His left leg amputated below the knee after a horrible car accident, the life-long golfer thought the game was lost to him.
Instead, what he found was the strength to rededicate himself to the game he loved by adapting to his new reality and striving to motivate others in his position to do the same.
“I was inspired to get people out to play golf,” he said, recalling how just getting back to the game was an immeasurable benefit to him in his recovery.
This is what led him to lead the inaugural McLaren Adaptive Golf Clinic.
Hosted at Warwick Hills Golf & Country Club as a run-up to that week’s PGA Champions Tour Ally Challenge Presented by McLaren, Tracy led an equally dedicated team of coaches in providing tailored swing instructions to golfers with physical disabilities.
“Seeing this event, you really appreciate the many benefits that come with being able to spend a day on the golf course and what it means to the golfer,” said Laurie Prochazka of McLaren Health Care, organizer of the Adaptive Golf Clinic.
“This whole week at the tournament is a celebration of that inclusive nature of golf,” Prochazka noted. “This is what motivated us to organize the event and extend the awareness that individuals with physical disabilities can still enjoy the game through the use of adaptive equipment and techniques.
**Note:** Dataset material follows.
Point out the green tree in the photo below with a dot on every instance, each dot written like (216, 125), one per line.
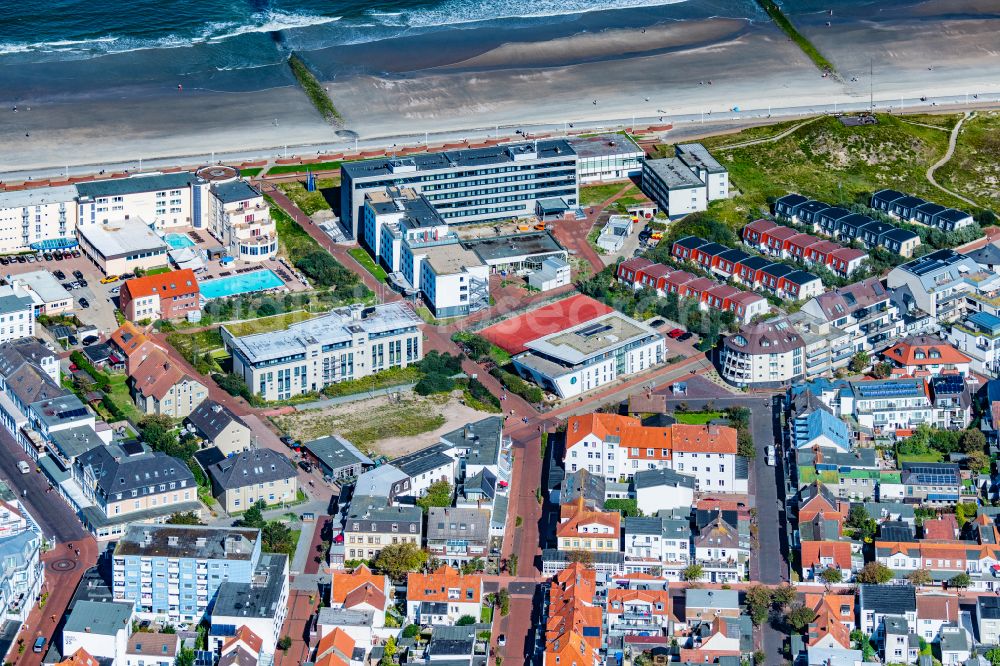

Adaptive Golf is a rising movement in the sport, and we were so pleased to be able to showcase these amazing coaches and participants at our clinic.”
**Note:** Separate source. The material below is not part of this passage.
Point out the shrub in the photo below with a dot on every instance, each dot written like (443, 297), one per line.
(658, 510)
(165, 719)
Not far from the smack of the drivers on the range sat Dave and Tim.
Dave, another longtime golfer, was diagnosed with transverse myelitis — a degenerative spine condition — 13 years ago, while Tim, following a neck injury resulting from a fall from a ladder, was told he would never again walk.
Neither ever held out much hope to play golf again, but there they sat, having just met that day and quickly bonding over their shared, unique experiences after hitting a few balls on the range — crediting their intensive physical therapy and the adaptive golf coaches.
“Any time someone can get their independence back, something to put a smile on their face, it’s so good for their recovery,” Tim said. “Never thought I’d get out again, but once I was in physical therapy, I felt better about trying.”
“Hollywood” Kevin Holland
Dave agreed, saying, “It’s just about being around the game.”
For Kevin Holland, though, who was born with cerebral palsy and has limited use of his right arm, he was more about refining his game.
Nicknamed “Hollywood” by friends, Kevin’s history with golf stretches back to when he was 10 years old.
The “high 100s” shooter was introduced to adaptive golf by chance, noticing a one-arm golf swing at a local driving range.
Aware of adaptive golf and working with a coach, Hollywood now posts scores in the high-70s/low-80s, regularly playing in tournaments and traveling to events like the McLaren Adaptive Golf Clinic to further the awareness and continue spreading the word of its seemingly endless benefits.
“It’s inspiring to see,” Tracy says. “When we see a new player, we make sure it’s a big deal for them, and we make sure they know it’s a big deal for them to be out there. We make them feel welcomed — it’s about camaraderie.”